En mi decimoquinto cumpleaños, finalmente se me permitió nadar hasta la superficie. Vi un gran barco con música sonando, y en su cubierta había un apuesto príncipe humano. Lo observé durante horas, ¡pero de repente, una terrible tormenta se desató!. El barco se partió en dos, y el príncipe fue arrojado a las olas agitadas. Sabía que tenía que salvarlo, así que nadé tan rápido como pude y lo llevé a la orilla. Él nunca me vio. Me dolía el corazón por querer estar con él y tener un alma humana que pudiera vivir para siempre. Así que hice un viaje valiente y peligroso hacia la Bruja del Mar. Ella aceptó darme piernas humanas, pero a un precio terrible: mi hermosa voz. También me advirtió que cada paso que diera se sentiría como caminar sobre cuchillos afilados. Acepté. Bebí la poción y mi cola de pez se dividió en dos piernas. Fue más doloroso de lo que podría haber imaginado, pero cuando el príncipe me encontró en la playa, supe que tenía que ser fuerte.

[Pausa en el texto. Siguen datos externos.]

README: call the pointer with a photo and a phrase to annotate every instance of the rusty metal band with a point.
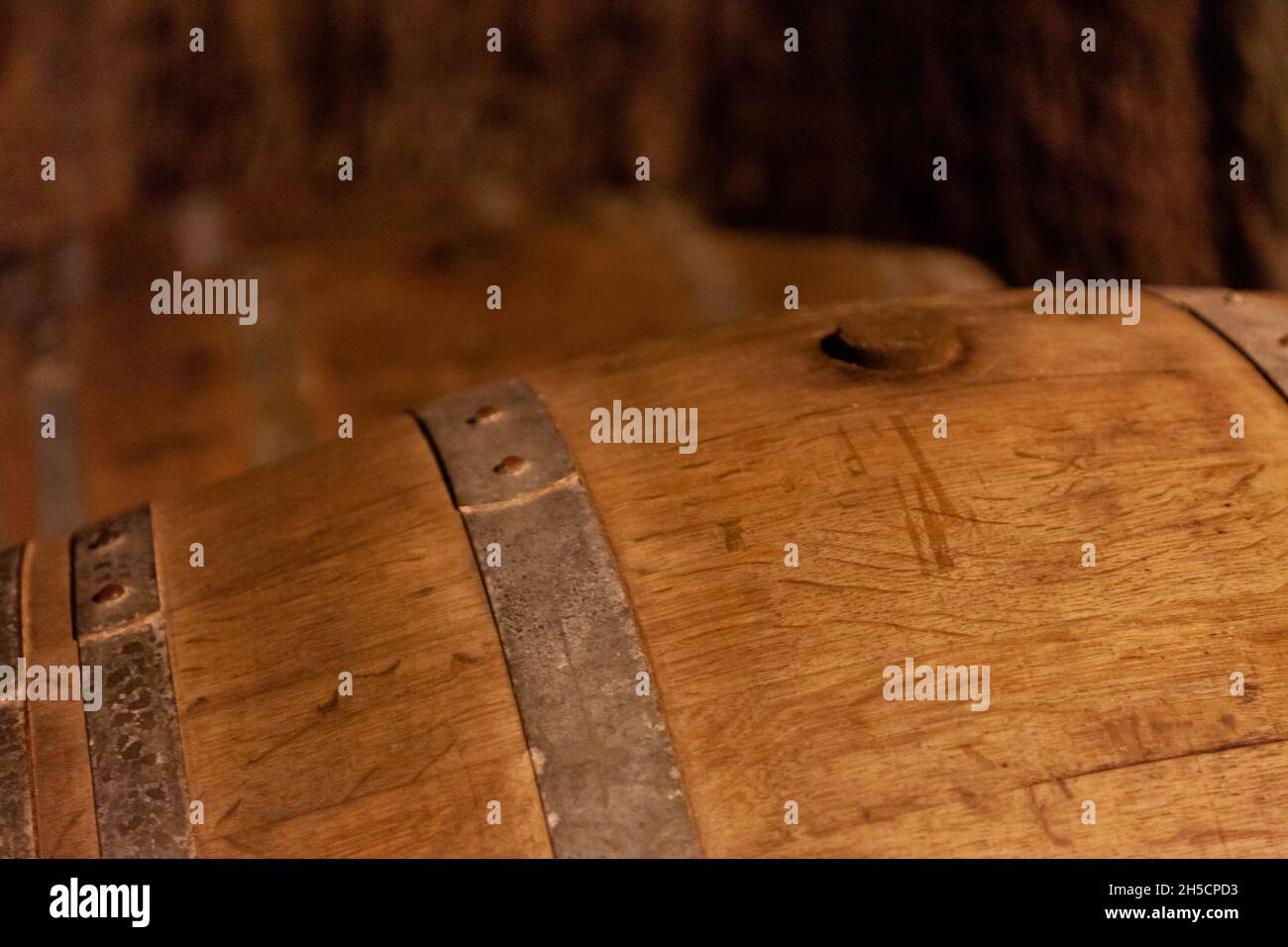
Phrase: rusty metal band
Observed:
(599, 744)
(17, 821)
(134, 745)
(1253, 322)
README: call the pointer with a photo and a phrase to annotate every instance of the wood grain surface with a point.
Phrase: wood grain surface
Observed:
(59, 746)
(348, 558)
(1109, 684)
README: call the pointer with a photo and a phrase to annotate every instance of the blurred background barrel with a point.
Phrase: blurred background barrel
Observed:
(1109, 684)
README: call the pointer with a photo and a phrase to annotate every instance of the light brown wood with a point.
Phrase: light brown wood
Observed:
(59, 748)
(1108, 684)
(348, 558)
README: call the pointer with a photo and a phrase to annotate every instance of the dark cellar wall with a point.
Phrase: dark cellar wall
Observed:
(1115, 162)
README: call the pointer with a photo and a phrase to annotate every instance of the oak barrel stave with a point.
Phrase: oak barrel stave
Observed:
(1109, 684)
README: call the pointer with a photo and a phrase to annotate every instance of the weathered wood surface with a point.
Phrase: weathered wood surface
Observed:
(364, 324)
(1108, 684)
(352, 560)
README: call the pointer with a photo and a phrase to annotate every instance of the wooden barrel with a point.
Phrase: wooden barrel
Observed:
(356, 317)
(954, 579)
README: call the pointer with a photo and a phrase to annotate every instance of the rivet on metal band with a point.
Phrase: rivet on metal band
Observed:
(17, 823)
(1253, 322)
(134, 742)
(599, 744)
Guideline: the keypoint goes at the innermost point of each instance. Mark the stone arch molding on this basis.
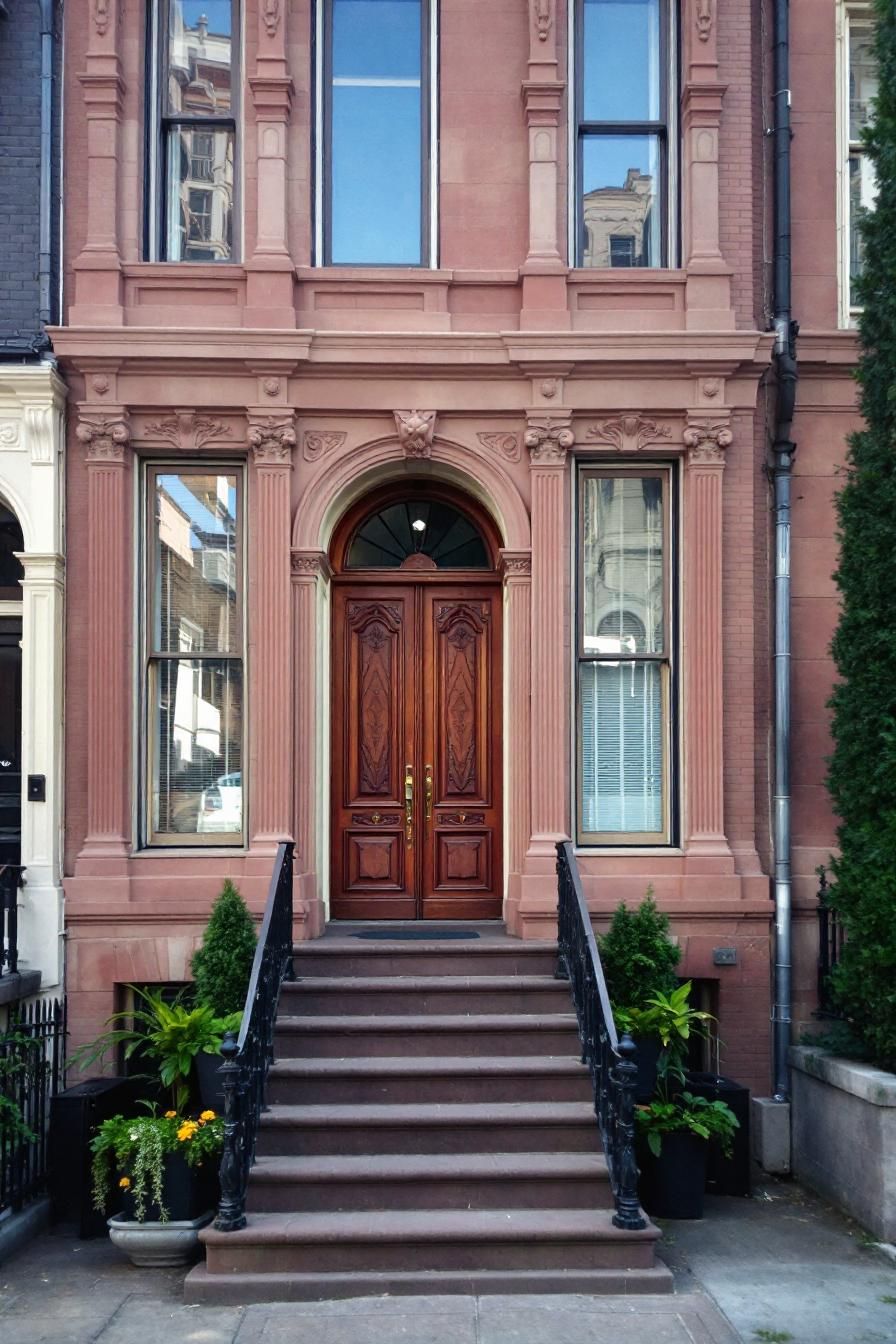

El príncipe fue amable, pero sin mi voz, nunca pude decirle que yo fui quien lo había salvado. Me trataba como a una niña querida, pero se enamoró de una princesa humana, creyendo que ella había sido su salvadora. Mi corazón estaba roto. Mis hermanas vinieron a mí con una opción para salvarme, pero habría significado herir al príncipe, y yo nunca podría hacer eso. Mi amor por él era demasiado puro. Cuando el sol salió el día de su boda, sentí que mi cuerpo se disolvía en espuma de mar. Pero no desaparecí. En cambio, me convertí en un espíritu del aire, una hija del aire. Aprendí que haciendo buenas obras por los humanos, algún día podría ganar un alma inmortal. Mi historia, escrita por primera vez por un hombre amable llamado Hans Christian Andersen el 7 de abril de 1837, no trata solo del amor, sino del sacrificio y la esperanza. Hoy, una hermosa estatua mía se sienta en una roca en el puerto de Copenhague, recordando a todos que el verdadero amor consiste en dar, no en recibir. Inspira a la gente a soñar, a amar desinteresadamente y a creer que incluso cuando las cosas parecen perdidas, un nuevo y hermoso comienzo podría estar esperando, flotando en la brisa.